Rather long have I indulged in self-pity. This becomes more felt when I am abroad meeting individuals from different countries. We tell stories. We joke. We laugh. We part until we once more have our meeting.
Many of them are proud of their governments, their national leaders. Some of them have both good and bad news to tell about their countries and their public officials. When these exchanges take place, I just listen. I keep merely quiet. I pity myself.
That I do and that I feel—unless lies I must tell, and sorry would I be latter. I would be a hypocrite if I speak well about the national leadership in my country. I would be a liar if I profess admiration and gratitude for it. I would surely have a big lump in my throat if I praise and pretend to be proud of it.

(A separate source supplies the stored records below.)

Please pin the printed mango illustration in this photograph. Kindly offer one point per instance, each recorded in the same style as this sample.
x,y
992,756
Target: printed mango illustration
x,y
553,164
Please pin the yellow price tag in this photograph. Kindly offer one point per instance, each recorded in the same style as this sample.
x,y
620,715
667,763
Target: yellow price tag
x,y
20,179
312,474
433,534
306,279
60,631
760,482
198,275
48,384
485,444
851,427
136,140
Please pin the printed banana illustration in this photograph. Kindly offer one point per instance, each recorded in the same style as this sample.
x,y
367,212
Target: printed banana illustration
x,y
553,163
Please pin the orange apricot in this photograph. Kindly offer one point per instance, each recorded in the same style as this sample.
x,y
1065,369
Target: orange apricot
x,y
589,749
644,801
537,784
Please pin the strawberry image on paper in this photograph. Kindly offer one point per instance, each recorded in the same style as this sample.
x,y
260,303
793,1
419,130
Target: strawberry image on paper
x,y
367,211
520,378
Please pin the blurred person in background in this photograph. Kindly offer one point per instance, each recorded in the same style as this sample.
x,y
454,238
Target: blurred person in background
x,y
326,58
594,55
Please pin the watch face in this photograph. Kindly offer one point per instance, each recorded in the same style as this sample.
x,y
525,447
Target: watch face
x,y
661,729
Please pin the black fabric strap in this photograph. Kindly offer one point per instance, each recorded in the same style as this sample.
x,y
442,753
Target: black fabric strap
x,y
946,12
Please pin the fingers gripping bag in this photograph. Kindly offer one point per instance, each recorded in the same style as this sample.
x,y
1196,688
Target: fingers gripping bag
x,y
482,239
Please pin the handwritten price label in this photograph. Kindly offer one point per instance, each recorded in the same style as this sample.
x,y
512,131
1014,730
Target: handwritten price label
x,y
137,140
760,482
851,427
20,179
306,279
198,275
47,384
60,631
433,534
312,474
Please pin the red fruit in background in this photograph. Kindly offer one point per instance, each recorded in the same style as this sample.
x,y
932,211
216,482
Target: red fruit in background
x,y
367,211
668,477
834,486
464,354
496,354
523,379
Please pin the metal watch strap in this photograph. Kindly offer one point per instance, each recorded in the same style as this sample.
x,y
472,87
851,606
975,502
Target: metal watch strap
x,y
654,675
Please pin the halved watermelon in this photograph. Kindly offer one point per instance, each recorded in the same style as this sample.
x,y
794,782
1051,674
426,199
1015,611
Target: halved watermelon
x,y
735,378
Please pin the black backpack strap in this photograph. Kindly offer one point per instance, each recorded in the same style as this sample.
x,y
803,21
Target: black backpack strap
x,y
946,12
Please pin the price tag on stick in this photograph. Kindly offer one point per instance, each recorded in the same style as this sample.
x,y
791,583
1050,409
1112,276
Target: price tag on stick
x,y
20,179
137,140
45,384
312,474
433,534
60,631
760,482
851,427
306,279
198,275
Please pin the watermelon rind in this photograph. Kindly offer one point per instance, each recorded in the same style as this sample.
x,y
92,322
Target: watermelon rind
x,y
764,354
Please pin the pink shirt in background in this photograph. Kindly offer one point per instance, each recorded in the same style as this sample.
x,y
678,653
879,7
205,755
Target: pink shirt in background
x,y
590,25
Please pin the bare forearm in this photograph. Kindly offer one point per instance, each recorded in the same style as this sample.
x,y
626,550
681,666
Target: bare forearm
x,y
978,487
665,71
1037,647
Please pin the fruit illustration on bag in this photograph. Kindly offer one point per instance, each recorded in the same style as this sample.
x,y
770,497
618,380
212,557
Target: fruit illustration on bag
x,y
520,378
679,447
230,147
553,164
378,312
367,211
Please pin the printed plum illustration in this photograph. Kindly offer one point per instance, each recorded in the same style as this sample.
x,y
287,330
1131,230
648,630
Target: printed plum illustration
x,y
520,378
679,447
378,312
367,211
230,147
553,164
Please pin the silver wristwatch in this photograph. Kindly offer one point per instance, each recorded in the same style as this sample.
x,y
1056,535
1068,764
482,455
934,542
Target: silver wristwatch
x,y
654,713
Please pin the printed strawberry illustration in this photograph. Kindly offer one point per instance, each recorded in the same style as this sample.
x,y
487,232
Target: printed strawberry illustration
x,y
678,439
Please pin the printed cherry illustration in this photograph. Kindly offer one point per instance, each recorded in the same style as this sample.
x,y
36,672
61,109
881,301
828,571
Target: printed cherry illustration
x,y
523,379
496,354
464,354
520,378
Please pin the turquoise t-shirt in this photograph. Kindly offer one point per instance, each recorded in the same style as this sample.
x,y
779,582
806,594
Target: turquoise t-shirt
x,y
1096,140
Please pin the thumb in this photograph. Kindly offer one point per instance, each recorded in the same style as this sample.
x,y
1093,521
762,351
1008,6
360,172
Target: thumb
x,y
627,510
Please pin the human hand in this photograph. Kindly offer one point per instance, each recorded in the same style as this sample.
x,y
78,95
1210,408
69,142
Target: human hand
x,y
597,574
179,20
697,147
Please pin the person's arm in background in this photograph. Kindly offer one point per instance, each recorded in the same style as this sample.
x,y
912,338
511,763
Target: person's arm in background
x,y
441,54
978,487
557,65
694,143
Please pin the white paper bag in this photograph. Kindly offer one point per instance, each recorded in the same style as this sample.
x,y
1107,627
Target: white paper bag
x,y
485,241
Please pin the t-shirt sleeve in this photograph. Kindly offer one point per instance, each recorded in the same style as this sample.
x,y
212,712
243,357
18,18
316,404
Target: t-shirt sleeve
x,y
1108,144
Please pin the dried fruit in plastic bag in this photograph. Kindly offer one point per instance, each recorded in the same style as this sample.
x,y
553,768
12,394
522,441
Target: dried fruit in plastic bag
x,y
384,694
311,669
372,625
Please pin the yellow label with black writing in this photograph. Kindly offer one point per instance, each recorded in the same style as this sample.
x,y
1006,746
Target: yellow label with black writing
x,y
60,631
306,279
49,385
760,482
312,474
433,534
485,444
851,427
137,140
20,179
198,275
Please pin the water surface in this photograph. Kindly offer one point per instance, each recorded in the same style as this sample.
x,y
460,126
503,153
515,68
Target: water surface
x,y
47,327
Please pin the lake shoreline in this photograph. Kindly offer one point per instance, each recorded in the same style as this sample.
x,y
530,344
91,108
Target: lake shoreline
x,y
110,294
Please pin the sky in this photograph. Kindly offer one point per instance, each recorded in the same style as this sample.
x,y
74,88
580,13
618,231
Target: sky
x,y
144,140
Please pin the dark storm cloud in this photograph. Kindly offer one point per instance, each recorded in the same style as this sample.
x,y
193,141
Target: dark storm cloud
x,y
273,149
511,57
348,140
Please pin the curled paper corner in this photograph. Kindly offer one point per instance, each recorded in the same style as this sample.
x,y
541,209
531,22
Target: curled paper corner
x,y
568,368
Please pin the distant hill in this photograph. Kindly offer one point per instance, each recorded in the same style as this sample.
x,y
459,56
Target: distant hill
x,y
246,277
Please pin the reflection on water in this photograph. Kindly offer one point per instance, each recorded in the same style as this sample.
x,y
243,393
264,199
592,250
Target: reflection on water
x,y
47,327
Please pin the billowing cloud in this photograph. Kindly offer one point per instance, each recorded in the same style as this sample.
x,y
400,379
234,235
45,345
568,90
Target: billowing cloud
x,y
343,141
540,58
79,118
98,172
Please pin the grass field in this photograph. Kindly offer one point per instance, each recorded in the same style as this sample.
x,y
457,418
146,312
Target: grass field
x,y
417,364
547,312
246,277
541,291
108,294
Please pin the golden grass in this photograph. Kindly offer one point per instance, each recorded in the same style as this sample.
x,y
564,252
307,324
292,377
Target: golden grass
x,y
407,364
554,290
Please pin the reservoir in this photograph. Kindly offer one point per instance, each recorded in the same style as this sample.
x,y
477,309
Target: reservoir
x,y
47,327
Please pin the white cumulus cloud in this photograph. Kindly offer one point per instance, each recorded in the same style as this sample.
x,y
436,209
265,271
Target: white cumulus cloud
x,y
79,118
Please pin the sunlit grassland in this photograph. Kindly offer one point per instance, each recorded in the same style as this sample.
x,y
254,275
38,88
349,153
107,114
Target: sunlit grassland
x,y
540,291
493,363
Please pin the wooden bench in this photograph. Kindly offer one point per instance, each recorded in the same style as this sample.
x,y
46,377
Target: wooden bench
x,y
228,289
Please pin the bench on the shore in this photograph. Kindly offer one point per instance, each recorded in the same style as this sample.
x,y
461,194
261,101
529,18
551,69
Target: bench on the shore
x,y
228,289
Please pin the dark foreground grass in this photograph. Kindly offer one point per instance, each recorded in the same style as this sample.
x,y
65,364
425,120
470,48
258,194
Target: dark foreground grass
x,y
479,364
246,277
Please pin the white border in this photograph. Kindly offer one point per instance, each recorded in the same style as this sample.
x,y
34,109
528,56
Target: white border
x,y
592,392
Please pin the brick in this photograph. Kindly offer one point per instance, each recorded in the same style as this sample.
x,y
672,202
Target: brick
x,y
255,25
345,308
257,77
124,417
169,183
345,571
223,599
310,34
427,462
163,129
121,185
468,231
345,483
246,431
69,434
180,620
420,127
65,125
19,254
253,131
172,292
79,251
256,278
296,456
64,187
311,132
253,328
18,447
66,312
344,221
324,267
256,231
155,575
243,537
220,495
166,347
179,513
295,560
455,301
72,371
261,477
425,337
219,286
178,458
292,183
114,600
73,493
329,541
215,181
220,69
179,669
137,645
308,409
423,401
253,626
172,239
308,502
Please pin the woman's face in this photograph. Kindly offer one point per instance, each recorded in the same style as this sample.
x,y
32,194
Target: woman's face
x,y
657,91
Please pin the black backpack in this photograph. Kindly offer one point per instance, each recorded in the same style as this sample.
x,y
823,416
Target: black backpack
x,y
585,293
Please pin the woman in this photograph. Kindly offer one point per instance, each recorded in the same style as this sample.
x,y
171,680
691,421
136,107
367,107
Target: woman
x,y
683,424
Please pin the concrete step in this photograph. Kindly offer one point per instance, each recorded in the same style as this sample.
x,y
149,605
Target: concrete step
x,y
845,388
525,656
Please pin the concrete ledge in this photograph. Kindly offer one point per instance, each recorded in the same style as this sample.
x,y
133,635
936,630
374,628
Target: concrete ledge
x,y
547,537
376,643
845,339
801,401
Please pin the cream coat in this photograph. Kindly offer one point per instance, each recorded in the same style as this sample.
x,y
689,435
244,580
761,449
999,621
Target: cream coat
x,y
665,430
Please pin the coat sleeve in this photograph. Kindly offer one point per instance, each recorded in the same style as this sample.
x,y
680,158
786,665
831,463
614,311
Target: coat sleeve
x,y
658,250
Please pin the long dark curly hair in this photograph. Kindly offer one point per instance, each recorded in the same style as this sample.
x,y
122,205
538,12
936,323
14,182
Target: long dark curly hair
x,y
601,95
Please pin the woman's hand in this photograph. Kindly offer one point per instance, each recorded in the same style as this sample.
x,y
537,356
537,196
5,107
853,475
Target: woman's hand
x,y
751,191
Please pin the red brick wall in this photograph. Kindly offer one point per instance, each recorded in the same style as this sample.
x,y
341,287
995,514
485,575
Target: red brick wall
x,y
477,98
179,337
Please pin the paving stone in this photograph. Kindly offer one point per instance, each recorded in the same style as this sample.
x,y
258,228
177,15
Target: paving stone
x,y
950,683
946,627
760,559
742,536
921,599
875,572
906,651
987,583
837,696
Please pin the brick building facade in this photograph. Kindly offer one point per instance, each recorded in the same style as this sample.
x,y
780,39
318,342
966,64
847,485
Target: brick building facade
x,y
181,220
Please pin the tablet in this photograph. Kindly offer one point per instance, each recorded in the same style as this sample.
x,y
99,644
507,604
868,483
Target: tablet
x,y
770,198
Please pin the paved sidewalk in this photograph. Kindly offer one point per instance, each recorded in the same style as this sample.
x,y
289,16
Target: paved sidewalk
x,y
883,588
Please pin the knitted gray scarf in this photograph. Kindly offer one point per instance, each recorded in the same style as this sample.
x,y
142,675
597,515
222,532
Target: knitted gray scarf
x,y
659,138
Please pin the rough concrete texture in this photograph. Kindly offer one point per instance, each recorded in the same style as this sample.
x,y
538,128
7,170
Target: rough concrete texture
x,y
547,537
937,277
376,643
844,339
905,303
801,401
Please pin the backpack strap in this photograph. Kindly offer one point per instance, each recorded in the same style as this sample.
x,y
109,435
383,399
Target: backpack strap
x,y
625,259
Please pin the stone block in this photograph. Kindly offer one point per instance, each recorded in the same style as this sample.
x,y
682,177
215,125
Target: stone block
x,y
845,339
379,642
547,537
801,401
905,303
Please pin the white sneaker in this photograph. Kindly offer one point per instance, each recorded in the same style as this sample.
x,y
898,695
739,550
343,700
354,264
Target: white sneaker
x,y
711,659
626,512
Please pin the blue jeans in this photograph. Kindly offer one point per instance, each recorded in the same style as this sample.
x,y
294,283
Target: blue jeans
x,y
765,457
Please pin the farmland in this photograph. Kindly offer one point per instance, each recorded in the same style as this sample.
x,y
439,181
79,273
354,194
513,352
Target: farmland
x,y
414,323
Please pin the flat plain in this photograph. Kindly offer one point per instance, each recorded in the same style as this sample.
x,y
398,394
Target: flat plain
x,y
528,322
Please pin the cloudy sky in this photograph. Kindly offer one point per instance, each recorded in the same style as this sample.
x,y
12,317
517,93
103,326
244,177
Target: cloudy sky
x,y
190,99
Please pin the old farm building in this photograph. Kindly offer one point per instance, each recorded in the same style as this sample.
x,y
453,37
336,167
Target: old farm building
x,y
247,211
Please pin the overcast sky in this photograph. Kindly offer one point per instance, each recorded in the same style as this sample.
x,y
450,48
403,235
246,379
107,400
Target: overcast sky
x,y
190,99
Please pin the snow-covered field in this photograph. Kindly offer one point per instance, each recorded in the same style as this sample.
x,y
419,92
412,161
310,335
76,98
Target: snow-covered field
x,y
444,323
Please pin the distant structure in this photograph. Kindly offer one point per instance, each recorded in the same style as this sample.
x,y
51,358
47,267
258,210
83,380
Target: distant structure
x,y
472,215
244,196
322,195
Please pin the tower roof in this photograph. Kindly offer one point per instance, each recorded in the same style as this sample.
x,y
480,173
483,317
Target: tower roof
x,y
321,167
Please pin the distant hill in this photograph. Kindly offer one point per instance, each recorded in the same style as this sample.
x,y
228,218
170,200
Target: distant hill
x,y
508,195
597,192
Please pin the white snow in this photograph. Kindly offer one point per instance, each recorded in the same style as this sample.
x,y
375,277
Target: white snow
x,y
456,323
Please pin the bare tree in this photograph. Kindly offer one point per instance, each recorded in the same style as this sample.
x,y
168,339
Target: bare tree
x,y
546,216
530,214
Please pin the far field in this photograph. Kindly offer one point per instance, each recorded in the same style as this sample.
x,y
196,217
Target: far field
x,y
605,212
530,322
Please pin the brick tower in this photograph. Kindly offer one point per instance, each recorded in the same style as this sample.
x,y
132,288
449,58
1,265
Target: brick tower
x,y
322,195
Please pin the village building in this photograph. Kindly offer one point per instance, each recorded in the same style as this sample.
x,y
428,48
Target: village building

How I wish it could be otherwise. If only the leader of my country could be a person known for integrity and sincerity. If only she would be above suspicion and distrust. If only there were neither angry marches nor bitter shouts made against her, no sick jokes said about her.
Would that I could be all three monkeys who see nothing, hear nothing, say nothing—and do nothing. Would that I were a fundamentalist positivist who see only what is right in every wrong, note the virtue in every vice.
Then I would see my country in bliss, the people in ecstasy. I could boast about a joyful present and a promising future for the people. Most of all, I could be proud when I have meetings with foreign friends and we happen to talk about our countries, about our leaders.
Not now perhaps but that time will surely come. Not today but sooner than later probably. Only the better can come after the worst. Only good news can come after the bad ones are said and done.
But for the moment, when I am abroad and meet with friends from other countries, I can only listen when they talk about theirs. I have to be quiet about mine. This I have to do lest they pity me. It is less painful when I pity myself instead of others having pity on me and my country.